In 1883, the Scots-Irish mathematical physicist and engineer usually known as Lord Kelvin wrote “When you can measure what you are speaking about and express it in numbers, you know something about it; but when you cannot measure it, when you cannot express it in numbers, your knowledge is of a meagre and unsatisfactory kind” (1). There is no single measure for assessing children with rheumatic diseases, which is why clinical researchers use means of simultaneously quantifying multiple disease domains. However, although it is being increasingly acknowledged that the quality of care could be improved by the routine use of quantitative evaluations (2), these have rarely been adopted in everyday clinical practice by pediatric rheumatologists.
The fact that current laboratory tests and radiological examinations are insufficient to recognise changes in clinical phenotypes (3) has led international societies of pediatric rheumatology to develop and validate standardised outcome measures that can be used to provide information about disease activity, therapeutic responses, disease-related joint damage and disease remission. Furthermore, the complexity of assessing rheumatic diseases has also led to the introduction of composite indices, measures and scales.
The most useful means of developing new scales is based on creativity. The use of Delphi (4) or nominal group (5) techniques is an effective way of arriving at the consensus that is often required in order to ensure the international acceptance of clinical and research outcome measures. The former is essentially a series of questionnaires of which the first asks respondents to answer broad questions, and the answers are then used to build the subsequent questionnaires in a process that comes to an end once consensus has been reached. The nominal group technique is another a structured form of brainstorming that is intended to ensure the equal participation of group members in generating information that should ultimately lead to a satisfactory conclusion to the discussion of the issue(s) in question. Consensus conferences may be preceded by a series of Delphi questionnaires as a means of adding greater focus to nominal group tasks (3).
Pediatric rheumatologists are now paying Increasing attention to parent- and child-reported outcomes (PCROs) (6), which have the advantage of capturing parents’ and children’s perceptions of disease status and therapeutic results, and can lead to improvements in the quality of care (7). Including patients’ and parents’ perspectives in clinical assessments can not only make a significant contribution to medical decision-making, but also and increase the probability of successful treatment as it may well improve compliance to the prescribed therapy (7).
Juvenile dermatomyositis (JDM)
JDM is a rare, multi-system inflammatory disease of unknown etiology that mainly affects the skin and skeletal muscles, but may also affect visceral organs and give rise to sometimes serious complications (8). International collaboration is a crucial means of improving our understanding of this rare disease, and can be facilitated by the creation of user-friendly, web-based, accessible disease-specific registries that can contribute to epidemiological research, reveal previously unknown risk factors, identify appropriate clinical trial participants, and raise the standard of care by encouraging the monitoring of major variables. The construction of such databases can help to define disease outcomes and inform therapeutic decision making, although care must be taken to ensure that they do not become unwieldy or require too much effort and time to keep them updated (9).
As there were once only a few widely used but unvalidated means of measuring outcomes in patients with myositis, the assessment of outcomes in therapeutic trials was simply based on non-standardised measurements of muscle strength and function. However, the collaborative International Myositis Assessment and Clinical Studies (IMACS) group developed a core set of outcome measures that take into account the fact the clinical and laboratory manifestations of dermatomyositis may be due to active inflammation or organ damage and were designed to assess myositis disease activity, disease-related damage, and the patients’ health-related quality of life in clinical trials (10).

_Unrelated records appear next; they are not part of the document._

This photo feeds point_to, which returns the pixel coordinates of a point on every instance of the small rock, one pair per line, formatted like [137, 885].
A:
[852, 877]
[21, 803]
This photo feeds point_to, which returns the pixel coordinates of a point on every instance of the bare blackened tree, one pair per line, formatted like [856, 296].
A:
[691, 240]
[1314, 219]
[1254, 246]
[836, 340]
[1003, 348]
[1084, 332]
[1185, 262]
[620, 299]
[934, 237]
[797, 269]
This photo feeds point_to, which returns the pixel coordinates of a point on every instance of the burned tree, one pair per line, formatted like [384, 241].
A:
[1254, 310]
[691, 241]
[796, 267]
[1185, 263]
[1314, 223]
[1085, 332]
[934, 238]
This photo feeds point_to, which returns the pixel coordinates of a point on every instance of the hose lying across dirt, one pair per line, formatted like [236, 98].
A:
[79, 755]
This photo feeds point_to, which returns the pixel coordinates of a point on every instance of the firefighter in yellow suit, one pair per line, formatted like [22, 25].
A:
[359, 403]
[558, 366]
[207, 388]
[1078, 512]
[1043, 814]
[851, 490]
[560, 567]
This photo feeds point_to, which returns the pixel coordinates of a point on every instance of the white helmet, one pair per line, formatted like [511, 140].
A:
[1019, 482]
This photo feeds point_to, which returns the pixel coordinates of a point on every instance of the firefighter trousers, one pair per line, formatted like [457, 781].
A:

Furthermore, over the last 10 years, core sets for measuring outcomes in JDM have been developed by the IMACS group in America (11,12) and the Paediatric Rheumatology International Trials Organisation (PRINTO) in Europe (13,14). However, these had the limitations that, although their criteria often overlapped, there were some important differences, and they were not internationally agreed; in addition, as they were primarily designed for use in clinical trials, they were not necessarily so useful in everyday practice (15).
In order to overcome these limitations, the two organisations came together to develop a new set of consensus-driven response criteria for adults with dermatomyositis/polymyositis and children with JDM that allow disease improvement to be quantitatively measured and bridge the differences between PRINTO and IMACS (16). This took the form of a study aimed at establishing a JDM dataset covering disease sub-phenotypes, activity, damage over time and co-morbidities (17) that involved a large group of specialists in myositis (physicians and clinical scientists working in the fields of rheumatology, neurology or dermatology), as well as patients and parents.
The declared aim of the study was to find international consensus on a minimal practical dataset of clinical, laboratory and patient/parent-reported measures that included all of the variables necessary to make a standardised assessment of disease activity and monitor any changes. The study’s Steering Committee first developed an initial dataset on the basis of existing international juvenile- and adult-onset myositis databases; this was then submitted to a two-stage Delphi process followed by a consensus meeting in order to define a consensus core dataset, which was tested in clinical practice.
The proposed dataset consisted of 123 items divided into three sections: section A included 12 items (plus an additional six depending on the responses to them) designed to be completed once, at the time of the first data entry; section B consisted of 56 items (plus an additional 20 depending on the responses to them) designed to be completed at the time of every follow-up examination and representing each patient’s current; and section C consisted of 55 items (plus an additional 15 depending on the responses to them) designed to be completed at baseline and every year thereafter in order to reflect the progression of disease-related damage.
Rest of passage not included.